Hydrological Cycle Intensification and Permafrost Thaw Drive Increased Freshwater and Organic Carbon Inputs to Northern Alaska Estuaries

Abstract

Understanding how hydrological inflows and climate change influence individual estuaries across northern Alaska is limited by a paucity of measured data, necessitating the application of suitably scaled numerical process models. This study uses an updated model to quantify freshwater discharge and dissolved organic carbon (DOC) export from the North Slope of Alaska (NSA) to coastal waters of the Beaufort Sea and examines climate-linked temporal changes. The model was applied at 1 $\text{km}$ resolution across the 166,483 ${\text{km}}^2$ NSA domain over 1980–2023. Watershed inputs to coastal waters were estimated by routing along river networks to 1,039 outlets at the land-sea boundary. Key simulation parameters were evaluated to demonstrate model efficacy, then spatial and temporal patterns were quantified.
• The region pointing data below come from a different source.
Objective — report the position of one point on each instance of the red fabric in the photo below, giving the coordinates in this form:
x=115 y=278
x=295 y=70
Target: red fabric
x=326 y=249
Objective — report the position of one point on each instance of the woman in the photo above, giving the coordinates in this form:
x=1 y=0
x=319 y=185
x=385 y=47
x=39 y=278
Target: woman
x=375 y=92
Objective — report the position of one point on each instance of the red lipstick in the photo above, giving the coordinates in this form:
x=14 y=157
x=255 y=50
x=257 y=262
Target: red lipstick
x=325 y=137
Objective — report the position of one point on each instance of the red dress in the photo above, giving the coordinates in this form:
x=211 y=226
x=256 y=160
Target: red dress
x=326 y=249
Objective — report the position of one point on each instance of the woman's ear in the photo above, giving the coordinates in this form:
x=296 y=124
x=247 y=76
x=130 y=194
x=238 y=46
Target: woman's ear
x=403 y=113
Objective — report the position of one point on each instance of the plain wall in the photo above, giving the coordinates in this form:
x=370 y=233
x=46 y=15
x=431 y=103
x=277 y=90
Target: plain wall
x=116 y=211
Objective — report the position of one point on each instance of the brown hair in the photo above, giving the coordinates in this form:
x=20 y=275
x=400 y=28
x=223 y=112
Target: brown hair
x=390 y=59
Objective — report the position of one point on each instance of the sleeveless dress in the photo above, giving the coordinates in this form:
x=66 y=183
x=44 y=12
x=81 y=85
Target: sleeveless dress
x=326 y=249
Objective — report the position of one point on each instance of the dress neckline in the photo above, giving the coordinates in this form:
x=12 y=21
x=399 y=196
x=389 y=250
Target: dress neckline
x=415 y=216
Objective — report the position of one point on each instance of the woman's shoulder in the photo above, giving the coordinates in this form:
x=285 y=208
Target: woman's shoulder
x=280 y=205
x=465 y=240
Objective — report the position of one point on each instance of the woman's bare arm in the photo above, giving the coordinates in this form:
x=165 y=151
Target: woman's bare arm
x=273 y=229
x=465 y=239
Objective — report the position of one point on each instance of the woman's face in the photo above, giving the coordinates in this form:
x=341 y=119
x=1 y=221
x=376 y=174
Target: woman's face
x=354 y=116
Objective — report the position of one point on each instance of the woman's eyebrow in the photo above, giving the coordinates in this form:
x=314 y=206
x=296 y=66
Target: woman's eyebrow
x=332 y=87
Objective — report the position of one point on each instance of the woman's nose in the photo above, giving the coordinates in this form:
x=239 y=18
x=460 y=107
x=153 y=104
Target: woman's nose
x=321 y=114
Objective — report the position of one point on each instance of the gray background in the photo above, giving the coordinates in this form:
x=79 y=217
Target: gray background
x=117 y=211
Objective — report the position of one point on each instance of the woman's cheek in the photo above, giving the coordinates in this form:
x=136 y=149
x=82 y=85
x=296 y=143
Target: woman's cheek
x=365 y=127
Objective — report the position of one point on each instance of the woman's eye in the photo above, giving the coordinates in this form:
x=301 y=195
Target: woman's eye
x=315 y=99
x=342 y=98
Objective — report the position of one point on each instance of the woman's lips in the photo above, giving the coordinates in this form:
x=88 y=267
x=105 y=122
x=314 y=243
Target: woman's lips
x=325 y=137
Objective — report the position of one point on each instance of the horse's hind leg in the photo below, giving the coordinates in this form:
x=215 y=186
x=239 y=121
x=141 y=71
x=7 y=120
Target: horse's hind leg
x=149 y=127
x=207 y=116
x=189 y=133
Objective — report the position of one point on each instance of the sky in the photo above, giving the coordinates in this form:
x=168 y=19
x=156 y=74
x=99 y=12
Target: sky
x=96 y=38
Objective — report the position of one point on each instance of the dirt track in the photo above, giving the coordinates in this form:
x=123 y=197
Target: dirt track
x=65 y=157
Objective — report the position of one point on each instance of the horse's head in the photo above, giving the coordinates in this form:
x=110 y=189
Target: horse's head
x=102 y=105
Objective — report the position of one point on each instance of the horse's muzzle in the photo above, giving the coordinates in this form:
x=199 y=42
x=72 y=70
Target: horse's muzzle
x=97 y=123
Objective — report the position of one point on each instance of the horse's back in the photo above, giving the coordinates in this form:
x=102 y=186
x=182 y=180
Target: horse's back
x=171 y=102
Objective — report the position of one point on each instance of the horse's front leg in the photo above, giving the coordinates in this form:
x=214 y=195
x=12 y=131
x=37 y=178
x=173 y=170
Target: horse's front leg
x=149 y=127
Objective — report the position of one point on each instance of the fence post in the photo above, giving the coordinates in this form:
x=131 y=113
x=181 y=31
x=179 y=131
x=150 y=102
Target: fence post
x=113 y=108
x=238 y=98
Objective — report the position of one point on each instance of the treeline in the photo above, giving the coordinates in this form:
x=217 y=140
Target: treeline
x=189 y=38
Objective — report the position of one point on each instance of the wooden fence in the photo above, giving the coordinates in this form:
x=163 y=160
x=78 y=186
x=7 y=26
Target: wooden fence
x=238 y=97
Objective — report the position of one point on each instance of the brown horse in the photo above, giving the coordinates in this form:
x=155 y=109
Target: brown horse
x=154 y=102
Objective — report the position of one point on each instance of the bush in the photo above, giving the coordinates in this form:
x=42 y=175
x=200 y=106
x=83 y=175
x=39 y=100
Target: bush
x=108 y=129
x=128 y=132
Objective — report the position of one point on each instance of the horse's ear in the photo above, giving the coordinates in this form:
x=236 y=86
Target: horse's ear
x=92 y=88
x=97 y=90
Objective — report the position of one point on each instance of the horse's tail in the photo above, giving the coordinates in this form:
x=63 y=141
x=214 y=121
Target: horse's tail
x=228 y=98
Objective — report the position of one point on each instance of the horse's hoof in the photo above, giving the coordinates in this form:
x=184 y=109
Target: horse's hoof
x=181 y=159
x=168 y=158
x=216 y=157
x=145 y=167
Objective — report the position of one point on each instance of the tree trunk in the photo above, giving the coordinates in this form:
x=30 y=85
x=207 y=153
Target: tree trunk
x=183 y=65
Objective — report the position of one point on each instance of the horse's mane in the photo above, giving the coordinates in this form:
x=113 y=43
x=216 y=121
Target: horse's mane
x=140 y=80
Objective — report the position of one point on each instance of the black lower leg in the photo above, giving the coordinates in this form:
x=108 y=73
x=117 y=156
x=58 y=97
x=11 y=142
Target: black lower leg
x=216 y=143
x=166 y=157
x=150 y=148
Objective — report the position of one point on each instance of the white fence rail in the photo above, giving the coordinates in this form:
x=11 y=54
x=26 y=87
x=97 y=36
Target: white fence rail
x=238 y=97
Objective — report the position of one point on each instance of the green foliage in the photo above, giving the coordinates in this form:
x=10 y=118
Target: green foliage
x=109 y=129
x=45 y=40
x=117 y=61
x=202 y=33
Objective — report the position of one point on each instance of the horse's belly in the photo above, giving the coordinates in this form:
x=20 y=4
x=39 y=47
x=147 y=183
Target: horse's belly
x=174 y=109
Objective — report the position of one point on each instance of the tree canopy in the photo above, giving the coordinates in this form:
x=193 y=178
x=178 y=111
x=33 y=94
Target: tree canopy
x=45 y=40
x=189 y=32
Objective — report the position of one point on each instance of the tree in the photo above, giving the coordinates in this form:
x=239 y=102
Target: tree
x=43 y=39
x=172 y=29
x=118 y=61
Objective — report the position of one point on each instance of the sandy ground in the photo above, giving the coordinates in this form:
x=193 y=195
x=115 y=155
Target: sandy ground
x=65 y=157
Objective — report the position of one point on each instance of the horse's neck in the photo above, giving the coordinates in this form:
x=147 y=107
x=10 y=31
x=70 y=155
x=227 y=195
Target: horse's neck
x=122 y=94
Exports to specific lagoons, bays, and sounds demonstrate how landscape composition, terrestrial drainage basin size, and estuary area modulate watershed influence on coastal ecosystems across the region. Freshwater discharge and DOC export increased over the greater than four decades, associated with changes in precipitation and permafrost thaw. Surface and supra-permafrost subsurface fluxes also increased, with pronounced rises in proportional contributions via subsurface flow during summer and autumn. These changes have the potential to substantially impact salinity and trophic conditions along Alaska's Beaufort Sea coast. Our study highlights the value of model-data syntheses that resolve regional-to-local scale fluxes where observational measurements are sparse, and provides novel quantitative export metrics that will be useful to researchers, resource managers, and other stakeholders with interests in the climate, hydrology, and biogeochemistry of coastal northern Alaska.